Man has been a mobile creature for the longest time. Every textbook states that transportation has been a means of advancement and change throughout history, and it can be corroborated rightfully so if we carefully examine the evolution of the way we have chosen to commute over the years. Yet, as our lives continue to evolve drastically, so has our means of commute-related transportation. With an increasingly hectic lifestyle, convenience is of utmost importance to all and commuting is the one aspect of the day which everyone wishes to make as hassle-free as possible. According to a Deloitte report, 57 percent of Indian customers prefer to use ride-hailing services rather than driving their own cars. The figure is greater than in China, the United States, Germany, and Japan, where 53, 29, 32, and 31 percent of customers use car-hailing to commute instead of owning a car.
We have come full circle where vehicle ownership does not solely govern our choice of transport for daily commute once again. For heavily populated metro cities in developing nations, there has been a mushrooming rise in the practice of car-hailing.
As the purchasing power of commuters in developing countries grows, public transportation may not be the preferred option for everyone. As a result, car-hailing is the second-best alternative, or, more likely, the option that the urban population chooses more willingly today. Apart from it being convenient, as one can track the driver right through the app or even pay there, these are gaining mass popularity. As most of these vehicles run on CNG or there is a huge push from these companies to turn their fleet into EV, a large chunk of the student and working population is opting for these alternatives as they aid in building a sustainable future.

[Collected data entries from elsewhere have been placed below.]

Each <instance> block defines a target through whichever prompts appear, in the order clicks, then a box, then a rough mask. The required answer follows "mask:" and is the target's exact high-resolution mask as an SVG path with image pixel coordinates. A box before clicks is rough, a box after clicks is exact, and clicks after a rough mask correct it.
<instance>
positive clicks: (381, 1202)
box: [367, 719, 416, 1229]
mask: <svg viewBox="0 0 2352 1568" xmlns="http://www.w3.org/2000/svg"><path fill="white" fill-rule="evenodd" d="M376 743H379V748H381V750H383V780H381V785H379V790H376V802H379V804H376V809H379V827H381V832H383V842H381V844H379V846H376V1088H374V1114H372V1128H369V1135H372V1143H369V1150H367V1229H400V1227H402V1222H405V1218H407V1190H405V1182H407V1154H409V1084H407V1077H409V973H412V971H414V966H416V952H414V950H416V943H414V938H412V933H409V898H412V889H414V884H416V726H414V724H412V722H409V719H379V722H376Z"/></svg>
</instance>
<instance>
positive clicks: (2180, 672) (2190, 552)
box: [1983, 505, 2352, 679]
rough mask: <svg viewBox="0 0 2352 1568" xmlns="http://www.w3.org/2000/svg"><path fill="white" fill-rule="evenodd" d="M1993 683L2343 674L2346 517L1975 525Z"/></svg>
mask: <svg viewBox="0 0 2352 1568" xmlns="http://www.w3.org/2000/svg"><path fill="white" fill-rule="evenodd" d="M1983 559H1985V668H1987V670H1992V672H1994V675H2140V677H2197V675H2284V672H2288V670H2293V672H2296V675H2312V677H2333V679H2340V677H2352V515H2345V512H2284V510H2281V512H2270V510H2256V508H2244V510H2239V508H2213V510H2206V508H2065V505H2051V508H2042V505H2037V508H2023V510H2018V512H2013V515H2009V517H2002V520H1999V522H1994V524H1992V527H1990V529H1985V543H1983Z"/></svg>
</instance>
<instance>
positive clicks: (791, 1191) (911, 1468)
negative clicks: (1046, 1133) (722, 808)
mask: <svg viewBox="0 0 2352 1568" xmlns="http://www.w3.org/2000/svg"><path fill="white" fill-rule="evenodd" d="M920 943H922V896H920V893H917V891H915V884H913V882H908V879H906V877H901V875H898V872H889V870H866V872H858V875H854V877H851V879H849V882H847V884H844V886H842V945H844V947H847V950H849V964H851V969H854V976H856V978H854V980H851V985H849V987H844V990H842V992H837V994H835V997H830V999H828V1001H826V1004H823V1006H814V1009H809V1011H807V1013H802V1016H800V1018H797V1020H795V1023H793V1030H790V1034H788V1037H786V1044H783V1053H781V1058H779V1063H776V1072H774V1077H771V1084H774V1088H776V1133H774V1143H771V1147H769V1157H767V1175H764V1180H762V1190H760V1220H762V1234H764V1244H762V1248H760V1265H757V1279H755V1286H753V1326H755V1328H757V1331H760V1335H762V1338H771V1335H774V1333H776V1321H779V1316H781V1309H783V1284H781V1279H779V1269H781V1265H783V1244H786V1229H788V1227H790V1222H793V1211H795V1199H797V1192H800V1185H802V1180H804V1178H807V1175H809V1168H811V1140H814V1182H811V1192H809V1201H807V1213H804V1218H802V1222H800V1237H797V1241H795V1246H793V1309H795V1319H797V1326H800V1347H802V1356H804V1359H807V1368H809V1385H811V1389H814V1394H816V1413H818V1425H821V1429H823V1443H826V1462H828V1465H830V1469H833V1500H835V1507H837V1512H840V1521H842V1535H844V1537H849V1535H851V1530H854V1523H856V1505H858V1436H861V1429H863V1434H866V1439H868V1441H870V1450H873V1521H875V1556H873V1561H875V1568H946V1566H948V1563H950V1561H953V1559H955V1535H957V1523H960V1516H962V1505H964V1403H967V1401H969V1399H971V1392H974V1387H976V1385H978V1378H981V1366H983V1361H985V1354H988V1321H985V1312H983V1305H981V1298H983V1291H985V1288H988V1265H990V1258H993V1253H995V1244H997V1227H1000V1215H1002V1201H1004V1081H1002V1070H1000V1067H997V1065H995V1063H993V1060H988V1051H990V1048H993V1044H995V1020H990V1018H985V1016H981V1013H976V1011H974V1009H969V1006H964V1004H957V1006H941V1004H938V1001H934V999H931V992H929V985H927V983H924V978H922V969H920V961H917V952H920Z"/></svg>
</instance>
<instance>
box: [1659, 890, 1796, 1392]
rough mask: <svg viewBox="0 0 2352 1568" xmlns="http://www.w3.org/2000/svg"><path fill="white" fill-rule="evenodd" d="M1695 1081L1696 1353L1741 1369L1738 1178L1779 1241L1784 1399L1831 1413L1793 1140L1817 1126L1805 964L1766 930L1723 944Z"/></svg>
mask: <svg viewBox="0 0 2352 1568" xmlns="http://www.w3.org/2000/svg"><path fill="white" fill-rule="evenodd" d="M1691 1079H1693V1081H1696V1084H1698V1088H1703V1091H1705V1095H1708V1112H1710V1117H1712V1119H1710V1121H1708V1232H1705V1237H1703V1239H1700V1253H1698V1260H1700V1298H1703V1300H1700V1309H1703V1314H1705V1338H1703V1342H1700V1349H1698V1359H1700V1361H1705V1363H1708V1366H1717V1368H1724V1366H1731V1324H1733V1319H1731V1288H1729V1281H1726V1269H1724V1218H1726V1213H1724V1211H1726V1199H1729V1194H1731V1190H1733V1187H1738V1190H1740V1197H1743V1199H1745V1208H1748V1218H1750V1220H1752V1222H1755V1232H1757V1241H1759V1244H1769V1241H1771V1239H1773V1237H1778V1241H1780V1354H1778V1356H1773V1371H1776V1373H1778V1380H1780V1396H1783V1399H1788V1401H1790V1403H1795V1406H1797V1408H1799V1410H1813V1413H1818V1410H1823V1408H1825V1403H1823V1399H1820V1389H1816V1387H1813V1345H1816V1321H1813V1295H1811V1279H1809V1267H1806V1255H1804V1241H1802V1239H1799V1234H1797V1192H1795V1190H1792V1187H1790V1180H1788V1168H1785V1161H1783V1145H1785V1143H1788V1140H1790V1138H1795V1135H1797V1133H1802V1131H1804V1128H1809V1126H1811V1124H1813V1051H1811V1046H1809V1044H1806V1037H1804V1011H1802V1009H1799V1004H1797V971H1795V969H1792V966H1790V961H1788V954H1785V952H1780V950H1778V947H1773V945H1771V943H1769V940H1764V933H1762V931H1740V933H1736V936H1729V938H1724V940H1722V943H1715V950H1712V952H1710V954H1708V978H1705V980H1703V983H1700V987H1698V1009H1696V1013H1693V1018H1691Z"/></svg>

Furthermore, the cost efficiency of car-hailing was comparatively higher in comparison to having one’s own vehicle
Last year, Uber supported 14 million rides each week in India, according to the American ride-hailing company, which secured the top spot in this vertical of our global markets. According to Aman Madhok, Senior Analyst at Counterpoint Research, who commented on the results found on the ride-hailing patterns of people in developing countries, “10-20 kilometers per journey is the ‘sweet spot’ travel distance most preferred for considering ride-hailing choices,” according to a survey on ride-hailing in India.
According to the same poll, the majority of frequent Uber or Ola users said ride-hailing was more cost-effective than car ownership during such times when the fuel prices are at their peak in developing nations. This is especially true among the paid middle class, where almost two-thirds of frequent users view ride-hailing to be more cost-effective than owning a car. More so than ever before, parents are opting for these services on a frequent basis as their work hours barely allow them to cover long distances to drop children to school and back or take them to other social gatherings or upskilling classes.
Families and car hailing.
In a separate study, 450 people said they were the parents or legal guardians of children under the age of ten. Thirty-seven percent, or 307 people, had used ride-hailing. Among those who had used ride-hailing, 253 people (or 82 percent) said they had done so with their children under the age of ten.
A number of parents in the contemporary era are all about making their children develop a sense of independence and ride-hailing, with tech-integrated apps that constantly show the location of the vehicle are a huge plus, according to them. It helps a child develop a level of self-confidence that might never be achieved by commuting with parents every day. They develop better communication and navigation skills as a result of this.
Is car sharing family friendly?
Yet, the car hailing eco system are not without issues. A number of parents have raised concerns about no provision of appropriate child safety seats while riding in an Uber, Ola, or other ride-share vehicles with their families. Similarly, there have been instances when parents might have been interested in hailing a cab for a young one, but due to a lack of safe car seat options, they might have chosen not to. When it comes to using car-hailing services, parents ranked having child-safety features installed in a vehicle as the most crucial factor to consider when choosing a mode of transportation for their children.
Seventy-four percent of millennials favor app-based cab services over regular cabs for ride-hailing. Given that this generation will soon be parents, it is past time for services like Lyft, Ola, and Uber to beef up their child-safety vehicular measures. This would not only help them tap into a larger demographic but also holistically improve their brand image by adding an arc of child-related safety measures. Models such as “Piggy Ride,” a Bangalore-based start-up that is India’s first cab service dedicated solely to the transportation requirements of children, provide customized trips to children aged 2 to 18, has seen a rapid growth in its sales.
Such modules that take into consideration the needs of parents with young children would significantly augment the safe travel options for children apart from adding a steep curve to their graph of growth by introducing such child-centric means of commute services.